The IEEE-754 Standard for floating-point numbers was introduced initially in 1985 to solve the problem of diverse floating point implementations prevent code being portable and increase stability across platforms.
It has been widely adopted and revised over the last 30 years and if you have dealt with any real numbers in your applications then they are probably following this standard.
My work over the last year has had be analysing the error of different mathematical functions and how that error can accumulate and be mitigated through different programming patterns. One of the things I looked into was the basic mathematical functions used for activation functions in neural networks and how they can be approximated for better performance.

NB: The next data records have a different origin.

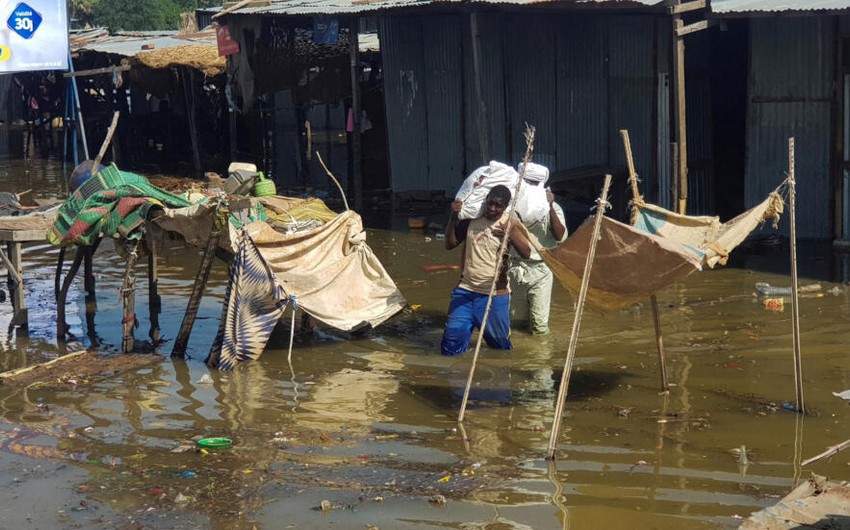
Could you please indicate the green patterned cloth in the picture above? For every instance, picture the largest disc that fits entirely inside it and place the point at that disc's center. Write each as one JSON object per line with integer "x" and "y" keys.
{"x": 111, "y": 203}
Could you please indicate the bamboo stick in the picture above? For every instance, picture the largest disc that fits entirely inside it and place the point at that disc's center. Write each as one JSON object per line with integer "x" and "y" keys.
{"x": 601, "y": 205}
{"x": 659, "y": 344}
{"x": 637, "y": 199}
{"x": 182, "y": 340}
{"x": 333, "y": 178}
{"x": 128, "y": 295}
{"x": 795, "y": 300}
{"x": 503, "y": 246}
{"x": 11, "y": 374}
{"x": 61, "y": 326}
{"x": 832, "y": 450}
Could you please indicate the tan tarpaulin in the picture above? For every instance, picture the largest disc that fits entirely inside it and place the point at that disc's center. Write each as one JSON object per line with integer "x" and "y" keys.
{"x": 330, "y": 270}
{"x": 707, "y": 234}
{"x": 629, "y": 266}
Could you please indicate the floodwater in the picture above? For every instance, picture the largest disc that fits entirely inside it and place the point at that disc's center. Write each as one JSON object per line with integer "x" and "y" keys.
{"x": 365, "y": 426}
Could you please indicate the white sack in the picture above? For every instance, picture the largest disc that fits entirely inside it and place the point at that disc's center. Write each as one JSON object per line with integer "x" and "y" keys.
{"x": 478, "y": 184}
{"x": 532, "y": 205}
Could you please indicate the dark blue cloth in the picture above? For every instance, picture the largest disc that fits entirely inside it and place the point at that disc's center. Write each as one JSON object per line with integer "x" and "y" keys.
{"x": 466, "y": 311}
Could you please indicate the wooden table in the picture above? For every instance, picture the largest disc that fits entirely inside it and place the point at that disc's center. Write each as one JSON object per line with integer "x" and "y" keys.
{"x": 10, "y": 254}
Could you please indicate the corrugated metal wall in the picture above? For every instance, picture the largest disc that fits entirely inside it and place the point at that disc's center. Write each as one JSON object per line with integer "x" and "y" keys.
{"x": 578, "y": 78}
{"x": 423, "y": 87}
{"x": 492, "y": 90}
{"x": 791, "y": 94}
{"x": 582, "y": 102}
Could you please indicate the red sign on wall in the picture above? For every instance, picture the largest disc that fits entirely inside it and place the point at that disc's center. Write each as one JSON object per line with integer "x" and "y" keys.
{"x": 226, "y": 45}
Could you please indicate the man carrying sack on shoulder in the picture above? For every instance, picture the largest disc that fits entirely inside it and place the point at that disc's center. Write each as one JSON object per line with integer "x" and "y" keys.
{"x": 531, "y": 279}
{"x": 482, "y": 238}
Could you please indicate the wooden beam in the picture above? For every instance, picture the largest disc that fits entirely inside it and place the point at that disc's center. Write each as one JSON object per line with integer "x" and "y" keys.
{"x": 693, "y": 28}
{"x": 684, "y": 8}
{"x": 97, "y": 71}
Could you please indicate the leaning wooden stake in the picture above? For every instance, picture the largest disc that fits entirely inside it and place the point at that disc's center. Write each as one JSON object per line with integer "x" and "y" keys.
{"x": 795, "y": 300}
{"x": 182, "y": 340}
{"x": 637, "y": 201}
{"x": 601, "y": 205}
{"x": 637, "y": 198}
{"x": 128, "y": 295}
{"x": 503, "y": 247}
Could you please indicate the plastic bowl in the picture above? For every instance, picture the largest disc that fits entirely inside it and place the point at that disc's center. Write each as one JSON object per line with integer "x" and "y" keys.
{"x": 215, "y": 443}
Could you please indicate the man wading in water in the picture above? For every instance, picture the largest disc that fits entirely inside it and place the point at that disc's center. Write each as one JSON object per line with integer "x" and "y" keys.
{"x": 482, "y": 236}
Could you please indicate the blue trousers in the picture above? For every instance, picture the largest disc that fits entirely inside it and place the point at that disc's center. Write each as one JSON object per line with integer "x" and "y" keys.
{"x": 466, "y": 311}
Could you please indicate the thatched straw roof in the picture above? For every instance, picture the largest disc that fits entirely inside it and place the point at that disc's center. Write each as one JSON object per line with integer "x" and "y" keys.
{"x": 202, "y": 57}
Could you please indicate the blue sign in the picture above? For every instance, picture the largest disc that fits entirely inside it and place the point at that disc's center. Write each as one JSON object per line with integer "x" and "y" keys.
{"x": 24, "y": 20}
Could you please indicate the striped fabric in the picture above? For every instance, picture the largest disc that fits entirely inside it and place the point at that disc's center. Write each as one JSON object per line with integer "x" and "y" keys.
{"x": 254, "y": 302}
{"x": 111, "y": 203}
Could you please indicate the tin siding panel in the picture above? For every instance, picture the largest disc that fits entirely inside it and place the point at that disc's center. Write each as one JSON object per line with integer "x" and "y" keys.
{"x": 531, "y": 90}
{"x": 492, "y": 90}
{"x": 444, "y": 95}
{"x": 582, "y": 104}
{"x": 631, "y": 84}
{"x": 790, "y": 95}
{"x": 404, "y": 85}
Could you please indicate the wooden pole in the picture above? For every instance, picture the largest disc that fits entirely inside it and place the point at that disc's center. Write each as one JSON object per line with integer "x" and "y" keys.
{"x": 189, "y": 97}
{"x": 60, "y": 263}
{"x": 503, "y": 246}
{"x": 79, "y": 110}
{"x": 633, "y": 179}
{"x": 182, "y": 340}
{"x": 356, "y": 151}
{"x": 795, "y": 300}
{"x": 601, "y": 205}
{"x": 679, "y": 112}
{"x": 106, "y": 140}
{"x": 481, "y": 115}
{"x": 154, "y": 307}
{"x": 659, "y": 344}
{"x": 128, "y": 295}
{"x": 61, "y": 326}
{"x": 637, "y": 199}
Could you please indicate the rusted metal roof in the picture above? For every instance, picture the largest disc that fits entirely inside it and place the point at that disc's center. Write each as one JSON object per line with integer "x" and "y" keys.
{"x": 351, "y": 7}
{"x": 734, "y": 7}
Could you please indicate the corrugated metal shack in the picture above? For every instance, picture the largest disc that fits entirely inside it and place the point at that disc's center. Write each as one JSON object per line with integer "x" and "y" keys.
{"x": 798, "y": 63}
{"x": 291, "y": 93}
{"x": 577, "y": 71}
{"x": 171, "y": 97}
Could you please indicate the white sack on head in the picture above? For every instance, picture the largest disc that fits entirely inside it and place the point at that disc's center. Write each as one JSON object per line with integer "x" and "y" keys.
{"x": 532, "y": 205}
{"x": 478, "y": 184}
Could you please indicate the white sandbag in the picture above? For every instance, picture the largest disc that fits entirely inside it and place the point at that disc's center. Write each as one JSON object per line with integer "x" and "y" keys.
{"x": 478, "y": 184}
{"x": 532, "y": 205}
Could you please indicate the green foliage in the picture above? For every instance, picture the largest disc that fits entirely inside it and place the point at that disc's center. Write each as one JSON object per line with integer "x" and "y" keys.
{"x": 135, "y": 15}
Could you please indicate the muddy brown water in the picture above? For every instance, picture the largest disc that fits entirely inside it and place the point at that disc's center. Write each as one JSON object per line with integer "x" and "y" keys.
{"x": 365, "y": 426}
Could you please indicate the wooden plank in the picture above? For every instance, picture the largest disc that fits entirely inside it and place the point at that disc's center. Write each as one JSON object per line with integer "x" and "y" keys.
{"x": 688, "y": 6}
{"x": 97, "y": 71}
{"x": 693, "y": 28}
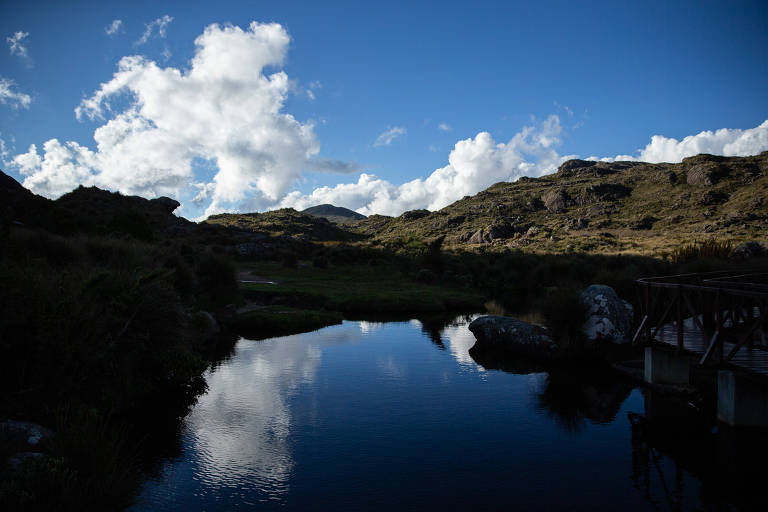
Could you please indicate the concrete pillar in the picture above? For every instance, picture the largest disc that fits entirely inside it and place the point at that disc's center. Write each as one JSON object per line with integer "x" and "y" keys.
{"x": 742, "y": 401}
{"x": 667, "y": 367}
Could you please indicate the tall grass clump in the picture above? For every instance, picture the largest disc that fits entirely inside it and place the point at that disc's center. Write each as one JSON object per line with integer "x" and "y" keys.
{"x": 708, "y": 249}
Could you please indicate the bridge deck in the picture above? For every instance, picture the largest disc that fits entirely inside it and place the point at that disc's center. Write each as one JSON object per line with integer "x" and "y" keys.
{"x": 752, "y": 359}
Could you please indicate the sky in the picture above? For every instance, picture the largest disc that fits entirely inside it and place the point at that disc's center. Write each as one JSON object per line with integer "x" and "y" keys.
{"x": 252, "y": 106}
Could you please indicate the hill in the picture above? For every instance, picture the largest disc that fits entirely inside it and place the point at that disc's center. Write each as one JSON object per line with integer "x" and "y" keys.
{"x": 336, "y": 214}
{"x": 605, "y": 207}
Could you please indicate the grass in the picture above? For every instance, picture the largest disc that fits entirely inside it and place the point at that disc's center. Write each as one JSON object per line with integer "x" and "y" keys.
{"x": 271, "y": 321}
{"x": 355, "y": 289}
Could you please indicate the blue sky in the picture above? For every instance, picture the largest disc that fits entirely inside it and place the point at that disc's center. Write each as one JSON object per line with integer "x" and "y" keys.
{"x": 613, "y": 73}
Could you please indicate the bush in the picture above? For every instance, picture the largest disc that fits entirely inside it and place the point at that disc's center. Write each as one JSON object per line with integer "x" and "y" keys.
{"x": 711, "y": 248}
{"x": 564, "y": 314}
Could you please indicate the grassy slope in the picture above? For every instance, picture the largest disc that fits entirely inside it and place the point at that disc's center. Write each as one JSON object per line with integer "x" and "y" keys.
{"x": 735, "y": 208}
{"x": 354, "y": 288}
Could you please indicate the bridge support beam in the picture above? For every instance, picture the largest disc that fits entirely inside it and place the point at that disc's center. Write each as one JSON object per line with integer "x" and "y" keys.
{"x": 666, "y": 367}
{"x": 741, "y": 401}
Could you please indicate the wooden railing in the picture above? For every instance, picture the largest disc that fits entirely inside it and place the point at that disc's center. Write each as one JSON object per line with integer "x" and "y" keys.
{"x": 721, "y": 307}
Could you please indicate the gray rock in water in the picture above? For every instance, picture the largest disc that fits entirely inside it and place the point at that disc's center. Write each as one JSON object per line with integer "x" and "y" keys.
{"x": 23, "y": 432}
{"x": 608, "y": 317}
{"x": 513, "y": 335}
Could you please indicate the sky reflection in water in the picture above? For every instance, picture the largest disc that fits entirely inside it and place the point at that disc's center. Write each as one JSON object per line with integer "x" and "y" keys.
{"x": 370, "y": 415}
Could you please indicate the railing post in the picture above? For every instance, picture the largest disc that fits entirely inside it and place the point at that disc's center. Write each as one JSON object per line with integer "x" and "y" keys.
{"x": 719, "y": 312}
{"x": 680, "y": 332}
{"x": 648, "y": 312}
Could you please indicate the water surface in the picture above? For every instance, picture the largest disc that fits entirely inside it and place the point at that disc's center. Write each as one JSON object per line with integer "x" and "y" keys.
{"x": 398, "y": 415}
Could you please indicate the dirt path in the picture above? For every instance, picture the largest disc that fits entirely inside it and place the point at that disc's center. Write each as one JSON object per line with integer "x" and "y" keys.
{"x": 245, "y": 276}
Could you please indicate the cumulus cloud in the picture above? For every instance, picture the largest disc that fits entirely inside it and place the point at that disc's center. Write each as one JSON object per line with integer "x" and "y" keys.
{"x": 473, "y": 165}
{"x": 14, "y": 99}
{"x": 333, "y": 166}
{"x": 725, "y": 141}
{"x": 155, "y": 28}
{"x": 16, "y": 44}
{"x": 476, "y": 163}
{"x": 114, "y": 27}
{"x": 386, "y": 138}
{"x": 223, "y": 109}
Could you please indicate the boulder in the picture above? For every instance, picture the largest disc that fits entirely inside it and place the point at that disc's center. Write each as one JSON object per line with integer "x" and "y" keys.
{"x": 608, "y": 317}
{"x": 477, "y": 237}
{"x": 704, "y": 170}
{"x": 644, "y": 222}
{"x": 166, "y": 203}
{"x": 555, "y": 200}
{"x": 505, "y": 334}
{"x": 23, "y": 433}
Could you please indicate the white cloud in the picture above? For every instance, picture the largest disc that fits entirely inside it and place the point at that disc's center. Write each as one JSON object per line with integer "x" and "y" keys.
{"x": 154, "y": 29}
{"x": 16, "y": 44}
{"x": 5, "y": 150}
{"x": 114, "y": 27}
{"x": 473, "y": 165}
{"x": 223, "y": 109}
{"x": 14, "y": 99}
{"x": 476, "y": 163}
{"x": 386, "y": 138}
{"x": 725, "y": 141}
{"x": 333, "y": 166}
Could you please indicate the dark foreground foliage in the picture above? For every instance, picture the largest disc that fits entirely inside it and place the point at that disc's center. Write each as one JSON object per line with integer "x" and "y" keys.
{"x": 96, "y": 332}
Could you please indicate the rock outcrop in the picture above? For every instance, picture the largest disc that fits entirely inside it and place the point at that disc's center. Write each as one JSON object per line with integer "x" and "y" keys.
{"x": 608, "y": 317}
{"x": 505, "y": 334}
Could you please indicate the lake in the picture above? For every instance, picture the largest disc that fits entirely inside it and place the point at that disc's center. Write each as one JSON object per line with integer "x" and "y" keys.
{"x": 399, "y": 416}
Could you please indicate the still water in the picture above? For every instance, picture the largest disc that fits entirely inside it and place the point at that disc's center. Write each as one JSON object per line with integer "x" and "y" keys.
{"x": 398, "y": 415}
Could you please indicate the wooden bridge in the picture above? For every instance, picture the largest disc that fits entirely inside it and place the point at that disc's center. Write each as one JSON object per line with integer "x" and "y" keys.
{"x": 719, "y": 316}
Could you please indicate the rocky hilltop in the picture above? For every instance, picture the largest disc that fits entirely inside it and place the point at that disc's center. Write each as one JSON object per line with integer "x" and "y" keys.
{"x": 608, "y": 207}
{"x": 337, "y": 214}
{"x": 586, "y": 206}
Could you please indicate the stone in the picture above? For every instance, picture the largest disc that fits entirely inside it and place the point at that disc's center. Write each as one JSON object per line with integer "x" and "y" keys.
{"x": 166, "y": 203}
{"x": 608, "y": 317}
{"x": 532, "y": 231}
{"x": 555, "y": 200}
{"x": 499, "y": 231}
{"x": 644, "y": 222}
{"x": 23, "y": 432}
{"x": 477, "y": 237}
{"x": 506, "y": 334}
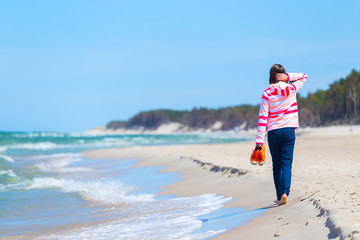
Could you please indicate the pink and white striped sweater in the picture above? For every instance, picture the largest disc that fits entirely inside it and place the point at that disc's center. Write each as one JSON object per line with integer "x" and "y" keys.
{"x": 278, "y": 107}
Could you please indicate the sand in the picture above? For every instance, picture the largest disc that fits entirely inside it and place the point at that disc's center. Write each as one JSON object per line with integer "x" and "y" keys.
{"x": 324, "y": 202}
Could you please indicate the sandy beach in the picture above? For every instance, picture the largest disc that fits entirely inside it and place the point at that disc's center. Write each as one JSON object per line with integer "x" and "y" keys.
{"x": 324, "y": 202}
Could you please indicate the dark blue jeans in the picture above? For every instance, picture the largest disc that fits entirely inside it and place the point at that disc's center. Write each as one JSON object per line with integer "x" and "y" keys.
{"x": 281, "y": 143}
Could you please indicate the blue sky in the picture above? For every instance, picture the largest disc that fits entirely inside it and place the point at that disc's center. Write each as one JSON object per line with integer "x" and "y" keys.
{"x": 71, "y": 65}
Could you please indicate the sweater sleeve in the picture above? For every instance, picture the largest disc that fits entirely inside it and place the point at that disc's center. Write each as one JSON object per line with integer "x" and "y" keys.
{"x": 298, "y": 80}
{"x": 263, "y": 116}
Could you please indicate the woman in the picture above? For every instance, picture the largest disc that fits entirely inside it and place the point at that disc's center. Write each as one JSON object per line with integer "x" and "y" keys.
{"x": 278, "y": 115}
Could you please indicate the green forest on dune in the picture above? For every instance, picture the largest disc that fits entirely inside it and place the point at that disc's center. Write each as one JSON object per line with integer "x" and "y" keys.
{"x": 339, "y": 104}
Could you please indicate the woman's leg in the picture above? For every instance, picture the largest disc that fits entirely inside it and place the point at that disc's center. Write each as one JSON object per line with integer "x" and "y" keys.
{"x": 275, "y": 150}
{"x": 287, "y": 153}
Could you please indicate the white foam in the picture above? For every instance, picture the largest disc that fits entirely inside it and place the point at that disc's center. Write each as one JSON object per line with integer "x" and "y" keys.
{"x": 59, "y": 163}
{"x": 106, "y": 191}
{"x": 10, "y": 173}
{"x": 36, "y": 146}
{"x": 7, "y": 158}
{"x": 161, "y": 219}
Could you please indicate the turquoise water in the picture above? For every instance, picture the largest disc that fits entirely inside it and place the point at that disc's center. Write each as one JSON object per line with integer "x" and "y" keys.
{"x": 49, "y": 191}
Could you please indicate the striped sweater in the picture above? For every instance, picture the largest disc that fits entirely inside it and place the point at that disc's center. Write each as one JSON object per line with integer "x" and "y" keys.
{"x": 278, "y": 107}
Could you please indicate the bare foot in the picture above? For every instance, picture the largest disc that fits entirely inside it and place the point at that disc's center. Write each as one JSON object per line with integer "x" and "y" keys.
{"x": 283, "y": 200}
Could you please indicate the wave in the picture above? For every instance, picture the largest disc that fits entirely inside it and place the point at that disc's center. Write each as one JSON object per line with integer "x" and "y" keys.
{"x": 35, "y": 146}
{"x": 10, "y": 173}
{"x": 175, "y": 218}
{"x": 60, "y": 162}
{"x": 7, "y": 158}
{"x": 105, "y": 191}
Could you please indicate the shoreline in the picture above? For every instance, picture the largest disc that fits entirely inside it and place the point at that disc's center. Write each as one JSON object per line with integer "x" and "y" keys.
{"x": 225, "y": 169}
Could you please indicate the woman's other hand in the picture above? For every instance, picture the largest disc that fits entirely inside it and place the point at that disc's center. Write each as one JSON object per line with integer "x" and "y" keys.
{"x": 282, "y": 77}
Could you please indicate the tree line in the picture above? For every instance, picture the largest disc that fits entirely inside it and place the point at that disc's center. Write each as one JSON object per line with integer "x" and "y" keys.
{"x": 337, "y": 105}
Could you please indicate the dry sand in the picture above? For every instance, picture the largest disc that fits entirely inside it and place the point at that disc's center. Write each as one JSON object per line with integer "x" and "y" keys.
{"x": 324, "y": 202}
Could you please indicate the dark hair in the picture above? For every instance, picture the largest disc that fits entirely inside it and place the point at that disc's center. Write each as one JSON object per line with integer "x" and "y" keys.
{"x": 276, "y": 68}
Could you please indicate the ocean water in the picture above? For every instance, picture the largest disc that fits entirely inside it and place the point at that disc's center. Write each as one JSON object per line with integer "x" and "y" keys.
{"x": 49, "y": 191}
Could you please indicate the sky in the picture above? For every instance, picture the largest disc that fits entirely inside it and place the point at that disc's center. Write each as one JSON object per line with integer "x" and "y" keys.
{"x": 72, "y": 65}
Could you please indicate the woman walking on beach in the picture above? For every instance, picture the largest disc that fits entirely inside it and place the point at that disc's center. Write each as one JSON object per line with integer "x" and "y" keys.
{"x": 278, "y": 115}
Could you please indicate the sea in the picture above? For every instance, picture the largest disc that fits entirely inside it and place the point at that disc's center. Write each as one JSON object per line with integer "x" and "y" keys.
{"x": 48, "y": 190}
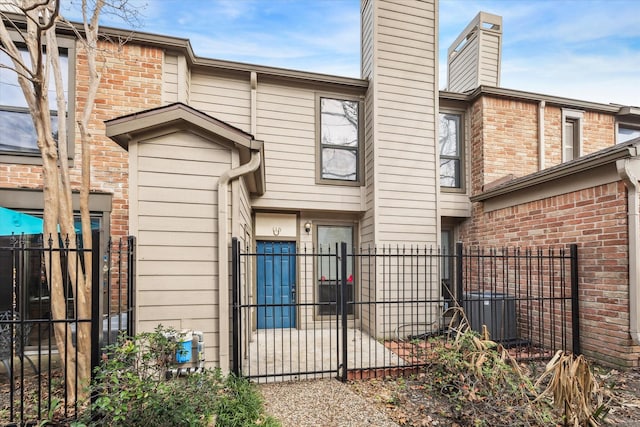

In doing so we met some resistance from people who are passionate about mathematical functions being correctly implemented and conforming to the standards, in particular a promise of 1 unit in last place (ULP) correctness for the elementary functions.
Being interested in further work in approximating these functions I set out to discover how they are written to ensure the correctness they promise and if they are only 1 ULP correct, where do the mistakes lie on the function domain.
In doing so, I have discovered that none of the major mathematical libraries that are used throughout computing are actually rounding correctly as demanded in any version of IEEE 754 after the original 1985 release.
Implementation
I am going to use the example of the sin function as it is relatively simple to explain and will work as a good demonstration for all aspects of what I am trying to show without burdening this page will tens of pages of results.
The ‘sin’ function is a repeating and offset y-symmetric function, and each segment of the curve is the same shape in a different rotation. What I mean is that the Sine curve repeats every 2pi and the part of the curve in the negative y is a reflection of the part of the curve in positive y. And that each curve in the sin curve can be construct from a section.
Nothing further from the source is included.